At my evident horror, she collapsed into wheezy laughter. “You didn’t take to him,” she said. “Nothing new there. Ah look. He’s a tough customer. But he does plenty for this town. Provides a lot of work.”

“Hardly! Only you, Emilien and the mad chef are employed here.”

“And her ladyship. Because we’re offseason, I keep telling you. But big changes tomorrow, an influx of staff. And Dan owns other businesses—the coffee place and the Big Blue, that’s the bar on the cliffs. Then there’s the Banshee art gallery, Mike’s Bikes. A right empire.”

“Is there a Mrs Kilcroney?”

“I knew you fancied him! There was a wife, once upon a time, the lovely Olivia, but she left years back. Would you believe he’s only forty-two? There’s something about him, like he’s always been fifty-seven, that he was born looking like that.”

I could believe it. “So tell me about her ladyship.”

“Rose? Nice enough but keeps her distance. Not a penny . Living in that massive old mansion on the cliff, up beyond the Big Blue. They say it’s colder inside than out. She had a useless husband. A few years back he took up with a woman in Galway because, according to Vivian, he just wanted a hot bath. He enjoyed it so much he moved in.”

“Is this her ladyship’s only job?”

“Good God, no. She’s an essential part of the festival mafia.”

“Doing what?”

“You’ve met her—a good-looking, well-turned-out woman who can chat about Greek myths, Mozart, the Berbers…Fluent in five languages. She raises the tone. A big hit with the dusty old intellectuals. Catnip, is that the word? They all fall in love with her. Vivian throws her a few quid for the festival stuff. At the moment she’s also the town taxi driver and she caters dinners in people’s houses. As well as covering breakfast here whenever Steve quits.”

“Steve is—”

“—our chef.”

“The mad one?”

“The only one. Before the husband left, Rose and him tried one hare-brained scheme after another. Few years back they had a small zoo in the grounds but a child tripped on a hidden hoop in the overgrown croquet lawn and broke their arm. That put an end to that. Then they opened a few rooms for B and B but breached too many regulations. She’d sell that house in a heartbeat for next to nothing but it needs too much work. Only Zuckerberg or the like have the money to sort the place out.”

“Maybe he’ll come to one of the festivals and fall in love with it?”

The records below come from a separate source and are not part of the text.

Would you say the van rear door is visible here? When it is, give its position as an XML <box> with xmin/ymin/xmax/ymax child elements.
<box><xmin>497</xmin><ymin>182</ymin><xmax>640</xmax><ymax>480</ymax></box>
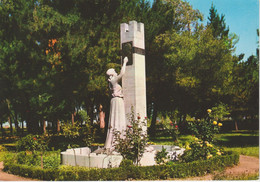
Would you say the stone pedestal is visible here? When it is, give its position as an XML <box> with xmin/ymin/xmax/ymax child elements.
<box><xmin>120</xmin><ymin>21</ymin><xmax>147</xmax><ymax>131</ymax></box>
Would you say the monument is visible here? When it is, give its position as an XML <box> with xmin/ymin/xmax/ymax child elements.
<box><xmin>61</xmin><ymin>21</ymin><xmax>184</xmax><ymax>168</ymax></box>
<box><xmin>120</xmin><ymin>21</ymin><xmax>147</xmax><ymax>131</ymax></box>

“Maybe he will! She’s resourceful, I’ll tell you that. Don’t let that perfect diction fool you. Rose is always looking for an angle—more power to her.”

I found myself wondering, when all of this was over, if Courtney and I could be proper friends—my automatic thought whenever I met a woman I liked.

I was still trying to replace Jacqui. As with any loss, I’d learned to live with it. And, of course, other relationships had worked hard to camouflage the lack: Angelo had done a lot of the heavy lifting; I’d become closer to Teenie and Jennifer from work and because I had four sisters, I had oodles of overfamiliar interaction with other women.

But nobody ever measured up to Jacqui: sunny, supportive and hilarious, she’d been a one-off. We’d been so close our connection was almost psychic and even now I missed her. Well, the way we’d once been.

She made regular appearances in my dreams, nearly always the same scenario: to our delight, we bumped into each other. All the awkwardness was gone and we were instantly friends again.